Americans and Israelis are having two very different versions of the same debate about state power and the rule of law.

The American version is straightforward: Yesterday began with Joe Biden pardoning his family and granting clemency to the convicted perpetrator of an infamous act of left-wing political violence, and the day ended with Donald Trump mass-pardoning all those, including violent offenders, sentenced for activities related to the January 6, 2021, Capitol riot.

The problem: How can the legal system be trusted to maintain law and order if it becomes common practice for presidents to set inmates free whenever it’s politically convenient?

It was interesting that joining President Trump onstage last night were families of Israeli hostages as well as rescued hostage Noa Argamani. And while no one on this week’s American pardon lists compares to the organized, demonic evil of Hamas, Hamas is the reason Israelis are asking the same question about the rule of law.

The policy of freeing thousands of terrorist inmates in Israeli jails, often who have blood on their hands, in return for a few Israeli captives is seen as a painful but necessary choice. The debate then usually shifts to: What can be done to deter future hostage-taking so we don’t have to keep making this painful choice?

One answer is capital punishment, but Israel has informally abolished the death penalty since its lone execution in 1962, that of Adolf Eichmann. So Defense Minister Israel Katz came up with an alternative and linked it specifically to the current Israel-Hamas hostage deal under way.

“In light of the expected release of terrorists from Judea and Samaria as part of the hostage release deal, I have decided to release the settlers held in administrative detention,” Katz said on Friday. He added: “It is better for the families of Jewish settlers to be happy than the families of released terrorists.”

Administrative detention is the practice of holding terror suspects apprehended in the West Bank for extended periods without trial while military prosecutors build their case. In November, Katz announced the policy would no longer apply to Israeli settlers.

Though Katz’s policy is new, the sentiment behind it has been building for a long time. Suspicion that politically convenient deals always favor Palestinians at the expense of Israelis has fueled many attempts over the years to find ways to constrict Israeli leaders’ range of movement on hostage deals. That activity increased after the 2011 deal for Gilad Shalit’s freedom—which included the release of Yahya Sinwar, the mastermind of the October 7, 2023 attacks.

In 2013, the Israeli High Court of Justice rejected a petition by family members of terror victims seeking to halt a Palestinian prisoner release. The families also argued that, just as in criminal clemency cases, the victims should have an opportunity to register their opposition before the court. In probably the most significant part of the decision, the court said that families of victims don’t retain the same rights if the clemency being granted is through a political deal and not through the normal legal process.

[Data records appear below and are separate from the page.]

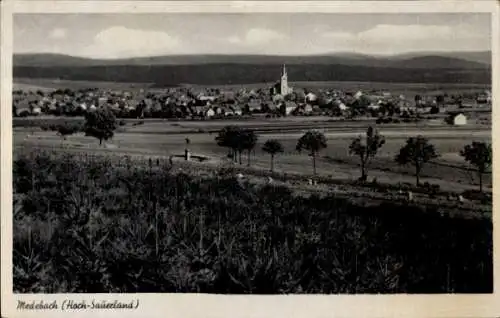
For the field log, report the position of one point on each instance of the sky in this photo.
(135, 35)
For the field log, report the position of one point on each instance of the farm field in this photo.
(450, 171)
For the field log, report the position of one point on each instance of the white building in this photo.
(284, 82)
(459, 120)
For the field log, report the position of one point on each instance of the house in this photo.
(237, 111)
(210, 113)
(310, 97)
(36, 110)
(254, 105)
(290, 107)
(308, 109)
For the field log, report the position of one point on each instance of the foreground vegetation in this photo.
(86, 225)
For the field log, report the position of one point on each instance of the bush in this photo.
(98, 224)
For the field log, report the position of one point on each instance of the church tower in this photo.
(284, 82)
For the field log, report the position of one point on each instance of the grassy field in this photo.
(408, 89)
(449, 171)
(85, 224)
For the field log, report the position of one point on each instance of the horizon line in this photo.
(256, 54)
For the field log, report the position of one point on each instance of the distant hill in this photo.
(241, 69)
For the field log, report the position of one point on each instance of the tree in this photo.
(65, 130)
(366, 149)
(418, 99)
(229, 137)
(248, 140)
(417, 151)
(100, 124)
(478, 154)
(273, 147)
(314, 142)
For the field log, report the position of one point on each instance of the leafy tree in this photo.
(417, 151)
(366, 149)
(273, 147)
(229, 137)
(100, 124)
(248, 140)
(418, 99)
(313, 141)
(478, 154)
(65, 130)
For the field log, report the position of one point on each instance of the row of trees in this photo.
(417, 151)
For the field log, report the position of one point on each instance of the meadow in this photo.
(84, 224)
(161, 139)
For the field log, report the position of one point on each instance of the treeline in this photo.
(218, 74)
(83, 225)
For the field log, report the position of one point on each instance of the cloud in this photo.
(121, 42)
(58, 33)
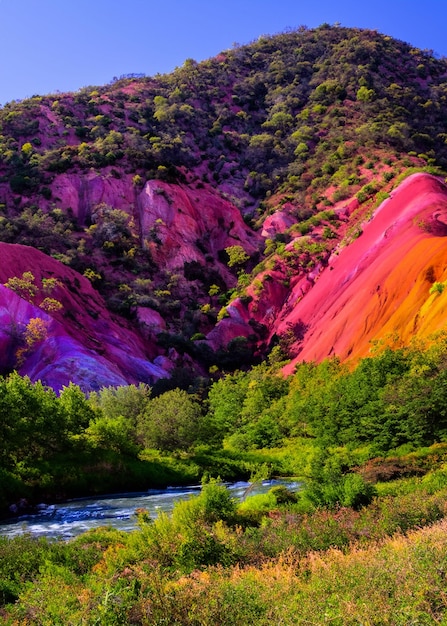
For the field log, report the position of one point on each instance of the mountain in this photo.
(288, 192)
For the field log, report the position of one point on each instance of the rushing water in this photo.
(66, 520)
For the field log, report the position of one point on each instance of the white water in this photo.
(66, 520)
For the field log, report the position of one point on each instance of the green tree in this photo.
(171, 421)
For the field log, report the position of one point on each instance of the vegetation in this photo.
(304, 119)
(297, 124)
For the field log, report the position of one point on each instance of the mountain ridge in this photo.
(205, 207)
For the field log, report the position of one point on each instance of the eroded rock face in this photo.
(190, 223)
(81, 342)
(378, 288)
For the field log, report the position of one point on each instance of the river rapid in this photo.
(68, 519)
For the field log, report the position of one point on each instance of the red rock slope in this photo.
(378, 288)
(82, 342)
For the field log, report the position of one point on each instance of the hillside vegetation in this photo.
(234, 271)
(230, 178)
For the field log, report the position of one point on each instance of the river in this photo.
(68, 519)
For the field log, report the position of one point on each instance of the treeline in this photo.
(128, 437)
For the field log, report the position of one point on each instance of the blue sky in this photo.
(63, 45)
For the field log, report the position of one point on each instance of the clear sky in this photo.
(63, 45)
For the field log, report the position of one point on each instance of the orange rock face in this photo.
(378, 288)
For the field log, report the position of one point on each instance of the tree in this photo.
(171, 421)
(237, 255)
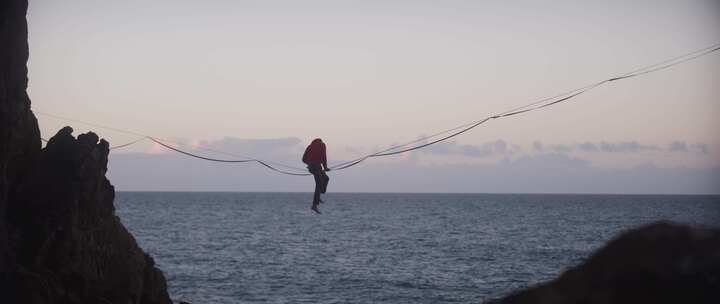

It is crucial to understand how much this concept—that political decisions override the government’s legal obligations—irritates the public. Some of that sentiment seems to be building in the U.S. as well in the wake of bipartisan misuse of the pardon power.

There is one other consideration in Israel’s case that helps explain why Katz might have tied his administrative-detention change to the ceasefire deal. As one Israeli academic warned in 2018: “there is a correlation between people who demonstrated their desire to punish terrorist Palestinians more harshly in [a recent public opinion] survey and the people who showed mistrust in Israeli institutions and their capability to deal with terrorism. It is possible that Israelis do not trust their justice system and government to keep perpetrators behind bars.”

Repeated attempts to severely limit the government’s power to make such deals have failed, and the death penalty is not coming back into use. Similarly, in the U.S. the pardon power is constitutionally explicit and broad, and therefore difficult to limit. But mistrust of the legal system in a democracy will have its own corrosive effect if politicians neglect to maintain the political legitimacy they need to make these decisions.